A filmmaker as inventive as Werner Herzog needn’t be boxed in by the confines of traditional memoir. As The Washington Post notes, “A very thin thread of autobiography runs through an otherwise vibrant tapestry of anecdotes and adventures.” The Fitzcarraldo filmmaker’s work spans more than 70 features and documentaries, and his memoir is equally filled with action and ecstatic detail; God makes more than one appearance. But it’s Herzog’s delivery that keeps you enthralled. The poetic digressions and resplendent imagery are all the more mesmerizing in that iconic, German-accented voice.

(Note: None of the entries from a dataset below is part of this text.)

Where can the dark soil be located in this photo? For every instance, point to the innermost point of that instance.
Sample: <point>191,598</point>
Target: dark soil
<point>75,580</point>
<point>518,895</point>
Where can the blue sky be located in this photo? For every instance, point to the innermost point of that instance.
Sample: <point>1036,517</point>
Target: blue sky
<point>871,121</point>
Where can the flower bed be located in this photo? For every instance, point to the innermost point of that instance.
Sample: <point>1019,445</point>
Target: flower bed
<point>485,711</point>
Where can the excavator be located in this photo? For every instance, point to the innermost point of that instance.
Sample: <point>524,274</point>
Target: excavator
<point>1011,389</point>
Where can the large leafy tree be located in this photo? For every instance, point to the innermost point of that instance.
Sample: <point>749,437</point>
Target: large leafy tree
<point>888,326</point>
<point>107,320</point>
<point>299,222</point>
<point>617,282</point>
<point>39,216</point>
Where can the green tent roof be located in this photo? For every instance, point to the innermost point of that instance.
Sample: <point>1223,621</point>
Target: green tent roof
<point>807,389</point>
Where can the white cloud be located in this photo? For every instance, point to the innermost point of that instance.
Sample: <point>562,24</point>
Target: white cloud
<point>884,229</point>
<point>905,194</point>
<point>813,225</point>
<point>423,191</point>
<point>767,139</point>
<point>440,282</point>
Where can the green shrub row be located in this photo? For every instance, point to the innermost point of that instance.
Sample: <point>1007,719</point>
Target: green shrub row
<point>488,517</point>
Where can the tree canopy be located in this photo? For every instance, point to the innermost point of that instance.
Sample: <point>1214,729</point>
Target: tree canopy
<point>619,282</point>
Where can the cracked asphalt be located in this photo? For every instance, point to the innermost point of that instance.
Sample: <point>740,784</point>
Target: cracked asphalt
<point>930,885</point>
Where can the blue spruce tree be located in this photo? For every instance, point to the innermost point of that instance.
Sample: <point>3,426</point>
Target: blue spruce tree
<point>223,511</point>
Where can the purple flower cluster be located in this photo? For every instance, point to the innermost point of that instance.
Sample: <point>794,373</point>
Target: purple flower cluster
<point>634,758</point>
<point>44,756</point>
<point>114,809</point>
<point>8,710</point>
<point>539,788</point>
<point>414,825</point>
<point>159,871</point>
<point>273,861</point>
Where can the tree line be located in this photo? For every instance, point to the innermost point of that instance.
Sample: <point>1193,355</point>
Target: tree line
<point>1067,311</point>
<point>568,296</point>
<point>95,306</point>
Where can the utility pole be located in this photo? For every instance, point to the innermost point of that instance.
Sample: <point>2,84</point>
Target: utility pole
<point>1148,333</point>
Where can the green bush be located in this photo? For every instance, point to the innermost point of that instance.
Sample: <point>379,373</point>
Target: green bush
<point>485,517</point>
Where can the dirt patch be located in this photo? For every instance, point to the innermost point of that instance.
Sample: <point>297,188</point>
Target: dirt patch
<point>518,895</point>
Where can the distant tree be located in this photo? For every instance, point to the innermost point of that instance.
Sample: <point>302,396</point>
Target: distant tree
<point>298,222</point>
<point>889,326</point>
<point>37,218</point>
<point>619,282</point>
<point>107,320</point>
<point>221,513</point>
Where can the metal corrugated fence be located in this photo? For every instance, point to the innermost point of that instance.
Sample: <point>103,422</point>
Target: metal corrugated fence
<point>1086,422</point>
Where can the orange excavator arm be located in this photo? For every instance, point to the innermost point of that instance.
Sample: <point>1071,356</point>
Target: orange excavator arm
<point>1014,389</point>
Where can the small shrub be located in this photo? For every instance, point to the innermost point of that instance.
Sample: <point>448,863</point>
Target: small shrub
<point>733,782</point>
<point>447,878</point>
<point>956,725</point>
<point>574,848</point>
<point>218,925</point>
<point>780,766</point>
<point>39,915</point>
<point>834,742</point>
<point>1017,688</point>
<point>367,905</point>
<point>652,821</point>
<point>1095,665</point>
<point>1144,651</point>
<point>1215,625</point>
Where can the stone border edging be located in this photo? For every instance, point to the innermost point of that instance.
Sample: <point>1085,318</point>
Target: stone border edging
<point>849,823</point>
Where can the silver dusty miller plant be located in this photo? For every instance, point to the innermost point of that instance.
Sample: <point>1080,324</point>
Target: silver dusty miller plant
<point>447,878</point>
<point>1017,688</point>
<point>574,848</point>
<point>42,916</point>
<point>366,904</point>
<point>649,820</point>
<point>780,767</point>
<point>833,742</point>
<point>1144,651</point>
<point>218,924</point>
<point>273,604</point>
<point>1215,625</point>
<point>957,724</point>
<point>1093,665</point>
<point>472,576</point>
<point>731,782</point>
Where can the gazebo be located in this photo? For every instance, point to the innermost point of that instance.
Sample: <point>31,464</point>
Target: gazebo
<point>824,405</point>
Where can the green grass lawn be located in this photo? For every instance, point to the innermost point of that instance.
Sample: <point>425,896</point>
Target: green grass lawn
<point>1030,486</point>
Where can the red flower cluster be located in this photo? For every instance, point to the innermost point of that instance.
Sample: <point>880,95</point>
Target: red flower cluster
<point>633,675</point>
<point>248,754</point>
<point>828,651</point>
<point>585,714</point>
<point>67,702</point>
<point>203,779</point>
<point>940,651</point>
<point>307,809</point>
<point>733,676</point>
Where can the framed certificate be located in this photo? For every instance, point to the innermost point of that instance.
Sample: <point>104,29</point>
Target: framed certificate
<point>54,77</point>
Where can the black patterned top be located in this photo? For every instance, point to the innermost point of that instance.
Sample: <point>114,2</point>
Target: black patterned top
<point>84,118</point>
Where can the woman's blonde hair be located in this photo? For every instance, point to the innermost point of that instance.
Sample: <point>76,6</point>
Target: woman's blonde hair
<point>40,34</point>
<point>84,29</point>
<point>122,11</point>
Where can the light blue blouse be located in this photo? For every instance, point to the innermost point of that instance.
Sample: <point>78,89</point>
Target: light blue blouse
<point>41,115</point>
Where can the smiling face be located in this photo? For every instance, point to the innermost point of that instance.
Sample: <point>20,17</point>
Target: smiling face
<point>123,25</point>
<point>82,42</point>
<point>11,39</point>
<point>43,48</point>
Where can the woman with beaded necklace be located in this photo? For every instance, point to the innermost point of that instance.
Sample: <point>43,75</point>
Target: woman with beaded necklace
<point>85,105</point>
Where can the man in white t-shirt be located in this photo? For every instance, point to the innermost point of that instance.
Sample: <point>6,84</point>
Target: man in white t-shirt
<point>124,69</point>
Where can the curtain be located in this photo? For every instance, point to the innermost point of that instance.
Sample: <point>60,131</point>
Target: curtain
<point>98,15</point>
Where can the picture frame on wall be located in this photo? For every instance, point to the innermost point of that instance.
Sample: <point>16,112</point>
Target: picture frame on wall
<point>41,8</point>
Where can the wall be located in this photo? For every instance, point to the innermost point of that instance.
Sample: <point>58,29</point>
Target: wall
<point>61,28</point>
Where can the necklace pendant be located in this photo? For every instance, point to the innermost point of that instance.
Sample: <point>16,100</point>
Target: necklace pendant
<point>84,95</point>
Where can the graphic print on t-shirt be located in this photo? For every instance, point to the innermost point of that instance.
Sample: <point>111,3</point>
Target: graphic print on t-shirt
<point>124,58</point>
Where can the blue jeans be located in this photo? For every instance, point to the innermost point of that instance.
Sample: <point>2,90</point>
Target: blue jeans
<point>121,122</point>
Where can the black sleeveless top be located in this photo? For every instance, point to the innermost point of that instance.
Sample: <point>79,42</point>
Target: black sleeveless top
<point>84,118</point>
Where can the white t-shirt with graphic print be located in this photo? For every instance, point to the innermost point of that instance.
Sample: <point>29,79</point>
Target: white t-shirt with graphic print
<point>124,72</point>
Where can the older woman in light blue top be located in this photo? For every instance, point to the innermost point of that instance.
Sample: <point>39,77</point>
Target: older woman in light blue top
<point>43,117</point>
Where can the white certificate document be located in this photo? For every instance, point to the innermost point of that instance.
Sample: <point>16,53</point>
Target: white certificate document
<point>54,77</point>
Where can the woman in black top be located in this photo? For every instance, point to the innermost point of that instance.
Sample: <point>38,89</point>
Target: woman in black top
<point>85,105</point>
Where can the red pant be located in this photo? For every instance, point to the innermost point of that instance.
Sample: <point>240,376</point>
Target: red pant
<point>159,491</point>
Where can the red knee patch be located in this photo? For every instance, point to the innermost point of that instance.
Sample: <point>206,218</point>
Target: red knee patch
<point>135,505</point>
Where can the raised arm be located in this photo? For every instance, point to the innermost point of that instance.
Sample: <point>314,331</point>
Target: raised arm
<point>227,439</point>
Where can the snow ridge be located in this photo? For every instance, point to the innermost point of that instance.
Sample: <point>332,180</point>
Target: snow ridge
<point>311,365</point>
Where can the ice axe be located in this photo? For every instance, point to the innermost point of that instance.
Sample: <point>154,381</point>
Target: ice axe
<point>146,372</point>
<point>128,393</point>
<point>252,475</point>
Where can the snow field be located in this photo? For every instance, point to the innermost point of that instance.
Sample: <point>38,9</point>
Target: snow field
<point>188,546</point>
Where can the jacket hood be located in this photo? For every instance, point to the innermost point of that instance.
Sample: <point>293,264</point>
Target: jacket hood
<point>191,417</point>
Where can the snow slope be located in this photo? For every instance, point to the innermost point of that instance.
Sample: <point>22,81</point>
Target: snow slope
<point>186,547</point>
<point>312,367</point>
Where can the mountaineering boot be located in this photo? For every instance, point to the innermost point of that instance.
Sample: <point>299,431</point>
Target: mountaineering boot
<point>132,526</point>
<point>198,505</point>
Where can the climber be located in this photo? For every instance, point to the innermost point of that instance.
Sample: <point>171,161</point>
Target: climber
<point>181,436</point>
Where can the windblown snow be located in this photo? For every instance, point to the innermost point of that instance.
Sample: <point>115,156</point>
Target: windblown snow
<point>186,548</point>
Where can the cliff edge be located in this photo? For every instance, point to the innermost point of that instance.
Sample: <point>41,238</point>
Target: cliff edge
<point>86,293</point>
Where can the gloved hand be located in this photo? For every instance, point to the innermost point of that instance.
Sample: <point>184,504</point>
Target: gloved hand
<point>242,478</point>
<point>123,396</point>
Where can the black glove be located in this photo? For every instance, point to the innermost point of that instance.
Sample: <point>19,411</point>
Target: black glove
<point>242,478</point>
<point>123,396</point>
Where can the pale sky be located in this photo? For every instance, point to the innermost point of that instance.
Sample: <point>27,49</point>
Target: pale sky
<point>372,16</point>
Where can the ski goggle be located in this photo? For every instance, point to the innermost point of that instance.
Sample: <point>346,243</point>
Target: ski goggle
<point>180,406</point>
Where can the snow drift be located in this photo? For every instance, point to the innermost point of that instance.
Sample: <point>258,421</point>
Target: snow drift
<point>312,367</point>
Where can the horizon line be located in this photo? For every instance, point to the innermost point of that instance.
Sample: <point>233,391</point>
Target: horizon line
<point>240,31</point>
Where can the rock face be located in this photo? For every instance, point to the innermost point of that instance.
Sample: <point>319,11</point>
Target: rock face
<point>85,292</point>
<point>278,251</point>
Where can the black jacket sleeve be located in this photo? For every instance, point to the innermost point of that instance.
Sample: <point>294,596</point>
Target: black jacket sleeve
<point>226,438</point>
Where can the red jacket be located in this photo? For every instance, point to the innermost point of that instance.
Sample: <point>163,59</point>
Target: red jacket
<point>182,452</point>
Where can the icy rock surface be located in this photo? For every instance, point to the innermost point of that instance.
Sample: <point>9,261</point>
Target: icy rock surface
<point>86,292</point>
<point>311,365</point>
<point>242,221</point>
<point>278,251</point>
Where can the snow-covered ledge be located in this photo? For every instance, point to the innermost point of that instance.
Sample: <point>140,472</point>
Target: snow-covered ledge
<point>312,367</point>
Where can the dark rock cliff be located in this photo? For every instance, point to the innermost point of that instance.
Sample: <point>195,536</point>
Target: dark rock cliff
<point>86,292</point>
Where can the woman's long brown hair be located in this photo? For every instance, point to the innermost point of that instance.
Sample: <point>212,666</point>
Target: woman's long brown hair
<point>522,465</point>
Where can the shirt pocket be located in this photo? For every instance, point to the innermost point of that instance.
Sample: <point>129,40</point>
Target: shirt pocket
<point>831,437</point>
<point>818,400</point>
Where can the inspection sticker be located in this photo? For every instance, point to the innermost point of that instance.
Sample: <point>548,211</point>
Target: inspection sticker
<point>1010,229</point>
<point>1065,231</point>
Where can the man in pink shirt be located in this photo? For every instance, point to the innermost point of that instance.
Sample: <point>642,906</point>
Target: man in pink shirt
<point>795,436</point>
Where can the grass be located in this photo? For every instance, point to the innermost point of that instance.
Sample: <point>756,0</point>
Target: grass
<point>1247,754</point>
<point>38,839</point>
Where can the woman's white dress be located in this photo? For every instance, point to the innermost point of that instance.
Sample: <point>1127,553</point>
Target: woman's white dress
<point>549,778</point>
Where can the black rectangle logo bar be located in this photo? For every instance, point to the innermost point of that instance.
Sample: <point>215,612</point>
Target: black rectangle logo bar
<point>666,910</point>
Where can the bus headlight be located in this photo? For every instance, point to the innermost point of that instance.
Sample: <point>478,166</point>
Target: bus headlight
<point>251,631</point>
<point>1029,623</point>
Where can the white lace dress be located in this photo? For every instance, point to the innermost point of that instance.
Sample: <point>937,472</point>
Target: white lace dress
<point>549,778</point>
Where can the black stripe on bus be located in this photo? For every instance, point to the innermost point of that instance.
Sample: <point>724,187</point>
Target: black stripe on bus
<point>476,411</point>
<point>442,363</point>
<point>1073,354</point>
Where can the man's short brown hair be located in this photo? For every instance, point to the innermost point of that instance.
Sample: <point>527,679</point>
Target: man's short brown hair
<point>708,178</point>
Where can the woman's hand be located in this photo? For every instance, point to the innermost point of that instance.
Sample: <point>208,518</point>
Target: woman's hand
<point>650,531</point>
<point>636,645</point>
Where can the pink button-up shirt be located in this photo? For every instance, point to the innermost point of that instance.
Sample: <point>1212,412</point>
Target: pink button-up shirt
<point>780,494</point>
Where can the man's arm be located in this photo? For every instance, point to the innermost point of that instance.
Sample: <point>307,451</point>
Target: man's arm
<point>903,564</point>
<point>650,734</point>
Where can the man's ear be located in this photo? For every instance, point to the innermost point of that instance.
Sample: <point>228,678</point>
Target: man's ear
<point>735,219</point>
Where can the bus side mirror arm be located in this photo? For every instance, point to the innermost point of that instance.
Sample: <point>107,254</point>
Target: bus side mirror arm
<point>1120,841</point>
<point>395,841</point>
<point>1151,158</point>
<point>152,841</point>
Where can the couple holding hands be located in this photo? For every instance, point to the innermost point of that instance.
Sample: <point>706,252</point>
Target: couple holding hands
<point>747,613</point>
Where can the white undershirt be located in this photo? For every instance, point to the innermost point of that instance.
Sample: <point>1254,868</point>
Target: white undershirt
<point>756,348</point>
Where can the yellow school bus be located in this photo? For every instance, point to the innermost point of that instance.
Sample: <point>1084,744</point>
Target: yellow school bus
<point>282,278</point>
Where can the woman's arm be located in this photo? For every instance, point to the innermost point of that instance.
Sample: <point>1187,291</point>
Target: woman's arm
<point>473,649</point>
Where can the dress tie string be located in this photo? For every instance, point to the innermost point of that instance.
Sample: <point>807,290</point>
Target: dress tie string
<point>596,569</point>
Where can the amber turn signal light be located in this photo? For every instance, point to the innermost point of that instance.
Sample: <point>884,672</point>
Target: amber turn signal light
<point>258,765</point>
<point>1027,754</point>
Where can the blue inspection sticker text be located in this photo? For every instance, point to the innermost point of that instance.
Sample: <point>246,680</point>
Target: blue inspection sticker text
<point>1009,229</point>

Before Anna Delvey, before the Tinder Swindler, there was the Hipster Grifter. Adopted by a Mormon family in Utah, Kari Ferrell struggled with questions of self-worth and identity as one of few Asian Americans in her insulated community, leading her to run with the “bad crowd.” Soon, stealing from superstores turned into picking up men (and picking their pockets), and before she knew it, Kari had graduated to Utah’s most wanted list. Though Kari was able to escape the Southwest, she couldn’t outrun the Hipster Grifter moniker. New York City’s indie sleaze scene had found its newest celebrity—just as Kari found herself in a heap of trouble. A heartfelt narrative of redemption and reconciliation that sets the record straight, this nostalgic, uplifting, and at times unbelievable book grapples with truth, why we lie, and what it means when our pasts don’t paint the whole picture.
"None of this is real and all of it is true." So says Jim Carrey at the outset of his genre-bending memoir. Memoirs and Misinformation is a fearless semi-autobiographical novel, a deconstruction of persona. In it, Jim Carrey and Dana Vachon have fashioned a story about acting, Hollywood, agents, celebrity, privilege, friendship, romance, addiction to relevance, fear of personal erasure, our "one big soul", Canada, and a cataclysmic ending of the world—with a little help from auteur screenwriter Charlie Kaufman, naturally.
Pop quiz: Is a memoir by a self-described sociopath more or less reliable than anyone else’s? On the one hand, sociopaths are less anxious for approval than the average Joe. On the other, they’re known for their dexterity with lying and manipulation. In any case, Patric Gagne’s reflection on what she calls her “emotional learning disability” comes as a welcome perspective, especially considering the vast subgenre of wellness lit that offers protection from sociopaths. What’s striking about this unique memoir is that the author, grappling with an absence of empathy, experiences quite a bit of recognizable discomfort: from self-soothing compulsions to the early childhood revelation of being different. For anyone who’s ever embarked upon their own mental health journey, you might locate a piece of yourself within this narrative.
Widely considered the best true crime narrative of all time, Truman Capote’s riveting account of the murder of four members of a family in Holcomb, Kansas, is a shining exemplar of what is possible in the realm of nonfiction. In fact, it may have been Capote’s incredible pacing, attention to detail, and eye for character that inspired the term "nonfiction novel" in the first place, though don’t expect the 100 percent unbiased accuracy Capote claimed. The story is too artful, and Capote’s relationship with one of the killers too hidden, for this to be considered the whole, 360-degree-perspective truth. However, for a complex, empathetic, and gripping story—with wholly compelling narration by Scott Brick—this is a must-listen.